肉ととうもろこしをシンプルにゆでた、白いポソレ。食べる時に、乾燥とうがらしを加えるそうです。
serrano(セラーノ)などの緑色のとうがらしや緑色のトマトをいれた、緑のポソレ。
ancho(アンチョ)やcascabel(カスカベル)などの赤いとうがらしをいれた、赤のポソレ。
何種類もの肉ととうがらしの中から、好みのものを選んで組み合わせて作られるポソレという料理。
奥が深いです。

今日セニョーラが作ったのは、『ハリスコ州風ポソレ』。
豚の頭の肉と背の肉を使っています。
味付けは、赤いとうがらしancho(アンチョ)と乾燥とうがらしguajillo(グアヒージョ)を加えた、赤いポソレ。

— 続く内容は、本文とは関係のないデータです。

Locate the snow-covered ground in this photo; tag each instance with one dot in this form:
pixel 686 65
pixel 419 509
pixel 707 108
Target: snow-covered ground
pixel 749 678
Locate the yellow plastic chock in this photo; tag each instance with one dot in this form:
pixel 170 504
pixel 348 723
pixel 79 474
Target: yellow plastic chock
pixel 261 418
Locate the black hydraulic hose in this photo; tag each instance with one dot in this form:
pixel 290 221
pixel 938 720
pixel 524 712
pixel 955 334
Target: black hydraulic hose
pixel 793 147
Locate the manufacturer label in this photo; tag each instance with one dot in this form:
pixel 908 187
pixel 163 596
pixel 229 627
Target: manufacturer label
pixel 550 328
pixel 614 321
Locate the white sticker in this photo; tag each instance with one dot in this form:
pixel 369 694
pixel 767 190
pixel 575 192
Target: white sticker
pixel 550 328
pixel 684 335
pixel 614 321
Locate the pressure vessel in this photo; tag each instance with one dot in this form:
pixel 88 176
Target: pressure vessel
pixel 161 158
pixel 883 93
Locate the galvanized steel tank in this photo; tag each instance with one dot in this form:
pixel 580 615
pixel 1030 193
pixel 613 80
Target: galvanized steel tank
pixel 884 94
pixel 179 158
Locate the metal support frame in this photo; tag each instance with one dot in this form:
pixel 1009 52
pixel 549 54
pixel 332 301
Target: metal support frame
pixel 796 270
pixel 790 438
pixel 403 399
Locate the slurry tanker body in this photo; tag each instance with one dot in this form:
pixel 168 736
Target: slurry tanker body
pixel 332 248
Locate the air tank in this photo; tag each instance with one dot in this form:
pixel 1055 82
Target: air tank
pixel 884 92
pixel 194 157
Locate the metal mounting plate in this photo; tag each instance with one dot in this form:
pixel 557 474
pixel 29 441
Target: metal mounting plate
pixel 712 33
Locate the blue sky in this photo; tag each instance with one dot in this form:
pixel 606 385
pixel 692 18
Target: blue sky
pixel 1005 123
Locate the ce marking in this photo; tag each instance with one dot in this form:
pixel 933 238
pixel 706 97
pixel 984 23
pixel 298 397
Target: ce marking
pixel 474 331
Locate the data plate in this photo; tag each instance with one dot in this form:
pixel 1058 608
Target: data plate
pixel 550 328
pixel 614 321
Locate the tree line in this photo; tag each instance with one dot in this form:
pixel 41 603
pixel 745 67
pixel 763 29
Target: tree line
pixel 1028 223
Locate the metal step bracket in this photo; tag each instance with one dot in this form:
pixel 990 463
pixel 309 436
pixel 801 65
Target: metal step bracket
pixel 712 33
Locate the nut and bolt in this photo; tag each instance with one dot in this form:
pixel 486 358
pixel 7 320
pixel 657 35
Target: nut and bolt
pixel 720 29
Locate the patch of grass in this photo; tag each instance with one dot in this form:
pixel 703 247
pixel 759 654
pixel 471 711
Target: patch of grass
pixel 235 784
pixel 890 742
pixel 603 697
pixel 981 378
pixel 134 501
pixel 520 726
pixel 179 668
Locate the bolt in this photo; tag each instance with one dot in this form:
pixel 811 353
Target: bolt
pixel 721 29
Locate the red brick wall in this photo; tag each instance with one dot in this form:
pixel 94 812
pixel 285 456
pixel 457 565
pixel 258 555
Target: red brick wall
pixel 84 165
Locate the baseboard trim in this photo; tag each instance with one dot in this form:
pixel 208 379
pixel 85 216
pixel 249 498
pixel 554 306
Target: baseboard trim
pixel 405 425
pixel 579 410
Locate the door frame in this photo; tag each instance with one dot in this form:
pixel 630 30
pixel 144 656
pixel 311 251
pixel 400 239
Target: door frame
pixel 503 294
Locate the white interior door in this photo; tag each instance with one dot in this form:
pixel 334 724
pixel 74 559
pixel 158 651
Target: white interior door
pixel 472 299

ポソレに使われるとうもろこしは、cacahuacintle(カカウアシントル)という、一番大きな実をつけるとうもろこしです。
生の状態からゆでると5~6時間もかかるので、半調理済のとうもろこしが売っています。
これだと、2時間ほどでできあがるそうです。
とうもろこしとは別に肉のかたまりをゆでて、それを細かく切るか裂くかします。
とうもろこしに十分火が通ったら、そこに肉のゆで汁と細かくした肉を加え、同時に赤とうがらしのソースを入れ、塩で味を整えます。
そして、味がよくしみこむようコトコトと煮れば、ポソレのできあがりです。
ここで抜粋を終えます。